The judge noted Santiago had complied with all the orders that he had made and said he was willing to apply the probation act, sparing him a criminal conviction.

At the last hearing, Det Garda Cormac Crotty told Cork Circuit Criminal Court that Santiago flew into Cork on the day in question to begin work overseeing an extension at an American pharmaceutical company in Carrigtwohill the following day.

Too much to drink

He had one drink in the hotel and then went out to a bar where he consumed more. But when he returned sometime after 8pm he began abusing staff at reception and tried to grab a phone from a customer before pushing a female member of staff in the face.

He began pulling lamps and computers from the reception desk and started throwing chairs about the place, damaging a glass door. He also threw a metal bin lid at a male member of staff, hitting him in the chest but not causing him any serious injury before going up to the fifth floor.

He picked up a fire extinguisher and started swinging it by the hose, striking the walls, damaging the lift switch.

“He then threw the fire extinguisher and some wooden drawers and wooden table legs and pictures from the fifth-floor balcony down on to the lobby below. There was a lot of panic and people had to be kept in the bar for their own safety. It went on for 40 minutes,” said Det Garda Crotty.

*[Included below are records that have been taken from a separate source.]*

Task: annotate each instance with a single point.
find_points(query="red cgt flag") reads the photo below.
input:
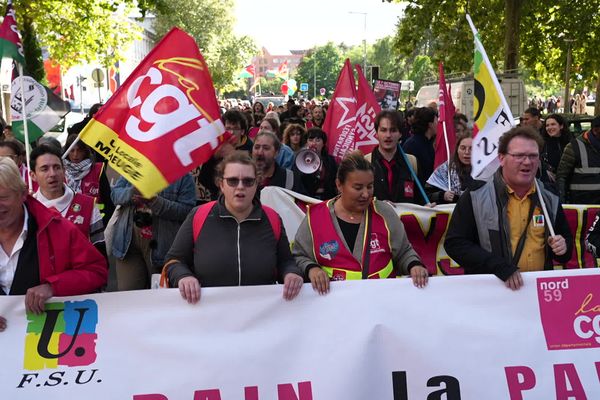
(341, 115)
(350, 121)
(365, 136)
(163, 121)
(444, 141)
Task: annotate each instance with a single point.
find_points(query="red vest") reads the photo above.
(80, 212)
(90, 184)
(335, 258)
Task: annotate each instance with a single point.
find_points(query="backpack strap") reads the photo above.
(200, 216)
(289, 179)
(274, 221)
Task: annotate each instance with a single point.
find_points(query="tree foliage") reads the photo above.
(536, 31)
(327, 61)
(79, 31)
(210, 23)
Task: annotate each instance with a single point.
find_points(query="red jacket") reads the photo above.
(67, 259)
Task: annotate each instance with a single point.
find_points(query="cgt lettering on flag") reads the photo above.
(163, 121)
(159, 108)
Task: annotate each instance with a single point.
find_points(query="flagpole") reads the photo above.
(447, 151)
(25, 128)
(544, 209)
(414, 175)
(66, 153)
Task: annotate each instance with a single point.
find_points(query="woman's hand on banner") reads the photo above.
(189, 287)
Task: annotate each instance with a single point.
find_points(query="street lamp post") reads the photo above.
(365, 39)
(315, 74)
(566, 101)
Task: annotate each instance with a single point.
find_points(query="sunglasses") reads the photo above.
(234, 182)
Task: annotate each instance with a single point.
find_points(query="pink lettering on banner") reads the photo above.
(519, 379)
(567, 382)
(570, 311)
(286, 391)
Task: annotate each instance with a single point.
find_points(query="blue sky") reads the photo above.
(301, 24)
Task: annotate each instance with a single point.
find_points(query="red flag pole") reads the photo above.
(25, 128)
(447, 152)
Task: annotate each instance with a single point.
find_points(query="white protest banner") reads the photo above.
(426, 227)
(463, 337)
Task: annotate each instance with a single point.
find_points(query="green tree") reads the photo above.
(327, 61)
(421, 69)
(34, 64)
(391, 65)
(79, 31)
(210, 22)
(516, 34)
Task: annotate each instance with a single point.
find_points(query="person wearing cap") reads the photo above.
(321, 183)
(532, 117)
(42, 255)
(577, 175)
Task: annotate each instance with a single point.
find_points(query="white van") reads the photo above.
(462, 95)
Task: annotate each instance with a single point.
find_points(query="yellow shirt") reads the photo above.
(533, 255)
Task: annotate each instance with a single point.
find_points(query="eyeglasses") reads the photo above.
(521, 157)
(234, 182)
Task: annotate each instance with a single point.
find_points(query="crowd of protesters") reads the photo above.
(210, 229)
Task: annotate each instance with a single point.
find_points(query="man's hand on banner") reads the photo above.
(557, 244)
(36, 297)
(319, 280)
(419, 275)
(189, 287)
(292, 284)
(515, 281)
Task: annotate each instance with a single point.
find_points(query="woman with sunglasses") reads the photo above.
(234, 241)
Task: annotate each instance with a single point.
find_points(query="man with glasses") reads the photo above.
(498, 227)
(266, 147)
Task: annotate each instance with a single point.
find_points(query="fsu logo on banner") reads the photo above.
(163, 121)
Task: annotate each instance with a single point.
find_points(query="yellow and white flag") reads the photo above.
(492, 114)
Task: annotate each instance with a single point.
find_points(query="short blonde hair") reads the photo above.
(10, 177)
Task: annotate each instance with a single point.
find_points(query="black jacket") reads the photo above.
(223, 257)
(404, 188)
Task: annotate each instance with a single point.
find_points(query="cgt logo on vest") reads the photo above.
(375, 244)
(63, 336)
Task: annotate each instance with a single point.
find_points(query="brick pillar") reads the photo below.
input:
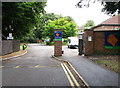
(57, 43)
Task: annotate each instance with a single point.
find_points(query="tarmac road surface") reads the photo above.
(36, 68)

Santiago left the hotel but gardaí arrested him a short distance away and he was brought to the Bridewell Garda station. But he was so drunk that a doctor deemed him for interview and it was the following morning before officers could question him about events.

Gardaí showed Santiago CCTV footage of his behaviour in the hotel but he told them he had no recollection of it and was apologetic as he had been staying at the Clayton for more than 13 years every time he came to Cork on business.

Det Garda Crotty agreed with defence barrister Ray Boland that Santiago had paid a huge price for his actions as he had lost his job with the US pharmaceutical for whom he had worked for some 31 years. He is now trying to set up his own business.

Santiago had been on prescribed medication at the time that he went on the rampage at the Clayton.

Mr Boland said that his client had gone drinking in a pub in Marlboro Street after leaving the hotel and he had been assaulted on the way back to the hotel and had become paranoid and was calling people “the devil” when he went berserk in the hotel.